Andy Harriman
- Born: Andrew Tuoyo Harriman 13 July 1964 (age 62) Lagos, Nigeria
- Height: 6 ft 1 in (1.85 m)
- Weight: 12 st 7 lb (80 kg)
- School: Radley College
- University: Cambridge University

Rugby union career
- Position: Wing

Amateur team(s)
- Years: Team / Apps / (Points)
- Cambridge University
- –: Harlequins

International career
- Years: Team / Apps / (Points)
- 1988: England / 1 / (0)

National sevens team
- Years: Team /  / Comps
- 1993: England /  / 1993 RWC 7s

= Andrew Harriman =

England international rugby union player

Andrew Tuoyo Harriman (born 13 July 1964) is a Nigerian born rugby union player who played as a wing for Harlequins and was capped for England as a full international. He was prominent as an exponent of the sevens game, including leading England to victory at the 1993 Rugby World Cup Sevens.

==Early life==
Harriman was born in Lagos, Nigeria.

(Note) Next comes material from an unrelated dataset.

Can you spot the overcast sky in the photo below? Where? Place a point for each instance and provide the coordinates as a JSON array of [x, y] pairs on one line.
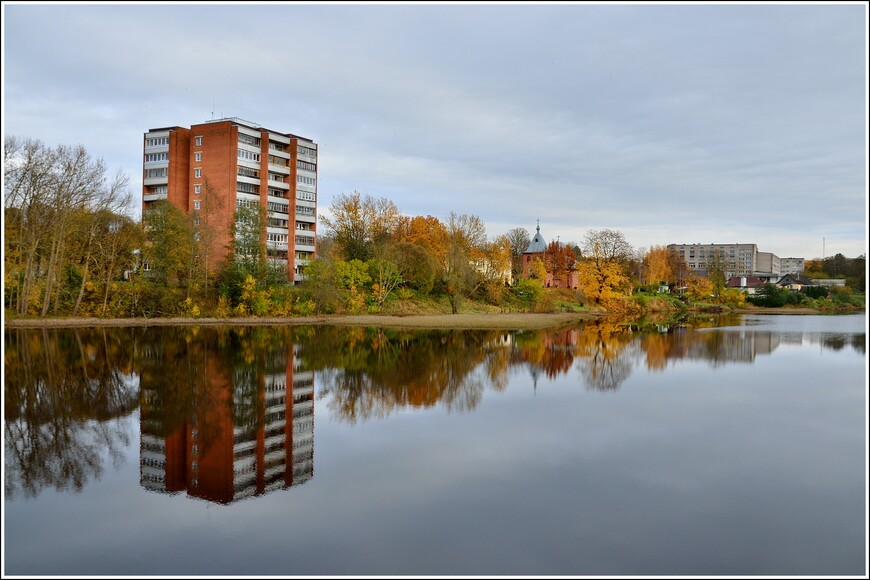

He was educated at Radley College and Magdalene College at Cambridge University where he was a blue in both rugby and athletics in 1985.

==Rugby career==
Harriman was known as one of the quickest and most exciting runners of his generation. He scored a vital try when Harlequins won the Pilkington Cup against Northampton in May 1991. This was a repeat of his try scoring in the 1988 final when Harlequins lifted the cup, after having defeated Bristol.

In 1988 he won his only cap against the touring Australians, which England won 28-19, and then played for England 'B' against the Emerging Australians, France, and Italy.
In 1991 he had an outstanding season scoring 18 tries in 19 appearances for Harlequins.

==Rugby sevens==
Harriman was an exceptional exponent of the sevens game. He appeared for Harlequins in three Middlesex finals prior to 1992. In the 1991 event he scored seven tries in four ties.

He played for and captained England in their victorious campaign in the inaugural Rugby World Cup Sevens in 1993, scoring two tries in the semifinal against Fiji and another try in the final against Australia.
He also represented the Barbarians in the Hong Kong sevens tournament in 1991, during which he scored memorable tries in the quarterfinal against Australia and the semifinal against Fiji.

==After rugby==
Harriman is now a London-based property developer.